By: Eduardo D. Del Rosario@inquirerdotnet

Philippine Daily Inquirer / 03:15 AM December 19, 2020

(First of two parts)

Many, if not all of us, put on a blank face whenever we hear the word “securitization” used in financial matters. In layman’s term, it means pooling together various types of debt instruments and selling them as bonds to investors to enhance liquidity.

Securitization is actually among the innovative programs being implemented by the National Home Mortgage Finance Corp. (NHMFC), as one of the key shelter agencies (KSAs) of the Department of Human Settlements and Urban Development (DHSUD).

NHMFC’s engagement into securitization is aimed at fueling housing finance, which is among the three core functions of DHSUD—the two others being regulation and production.

It is also in line with the corporation’s mandate, as a major government secondary home mortgage institution, to accelerate the recycling of funds in the housing sector through the purchase of mortgages from originators or developers, banks and other home lending institutions to serve as an asset pool for future securitization.

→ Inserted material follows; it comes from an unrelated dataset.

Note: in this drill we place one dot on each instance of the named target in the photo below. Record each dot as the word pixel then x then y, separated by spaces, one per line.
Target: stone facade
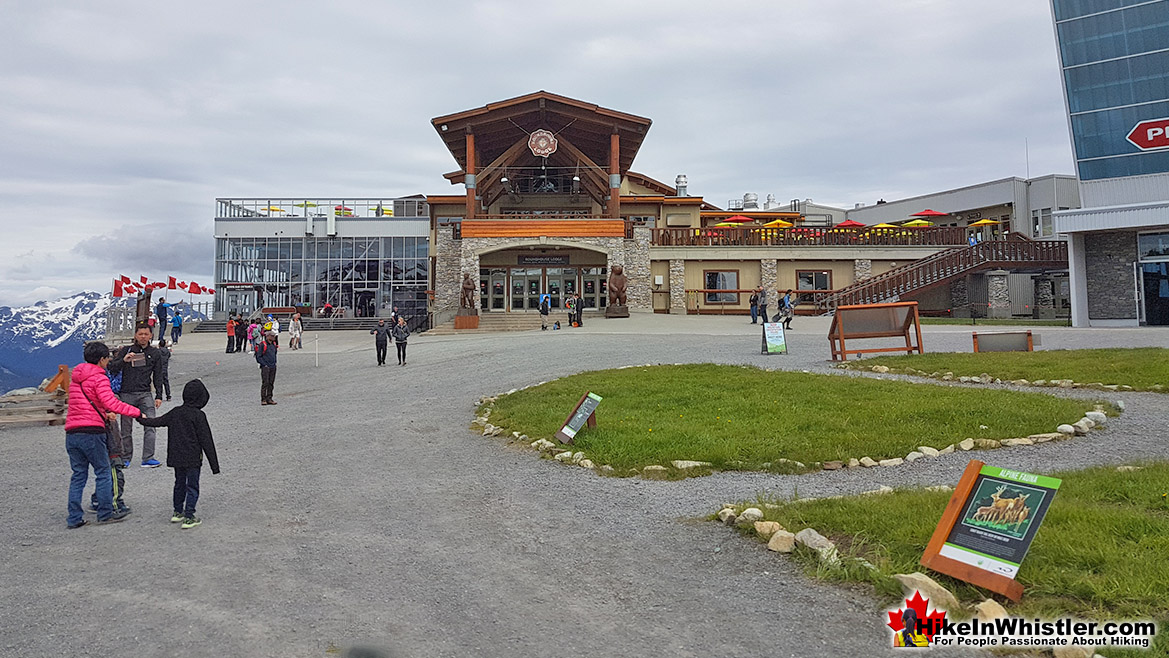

With this mission, NHMFC has evolved through the years in developing groundbreaking financial instruments that enhance liquidity in the housing sector. These housing finance programs cater to the growing needs of the different segments of our society.

HLRPP 1-HOME Program

In 2009, NHMFC launched the Housing Loan Receivables Purchase Program, which is now called Purchase of Originated Economic/Low-Cost Housing Receivables Program (HLRPP 1-HOME Program). It is a liquidity facility for economic and low-cost housing loans which originators find as more attractive due to fixed interest rate for as low as 4.7 percent for a term of seven years and 6.2 percent for 30 years with no institutional membership requirement.

Added to this is the high loan to value ratio. Housing loan portfolios purchased under this program are pooled and subsequently used by NHMFC for bond issuance under the securitization framework. The securities from the bond issuance are eventually offered to the capital market as alternative investment facility for retail and institutional investors.

Shelter Program (HLRPP-2)

Seven years later, the NHMFC conceptualized and rolled out the HLRPP-2 Socialized Housing Loan Take-out of Receivables Program (HLRPP 2-Shelter Program). This is a take-out window for originators of socialized housing. It encourages developers to continuously produce quality socialized housing projects that NHMFC can eventually purchase for securitization.

Loan amount is up to P750,000 starting at a 3-percent interest rate for the first five years, and 5.5 percent on the remaining years, for a maximum term of 30 years.

Similar with the framework of HLRPP 1-HOME Program, housing receivables from the Shelter Program are pooled for purposes of securitization and securities from bond issuance are offered to housing developers. In essence, the purchase of these securities by developers or originators is deemed as full compliance to the Balanced Housing Development Program, which is a requirement for the issuance of license to sell.

With the introduction of this liquidity mechanism, NHMFC expanded the capital market for asset-backed securities.

With these programs in place, the NHMFC reiterates its commitment to stimulate the capital market by strengthening the operation of the secondary mortgage market to help realize the lifelong dream of some 81 percent of Filipino families to have a house of their own.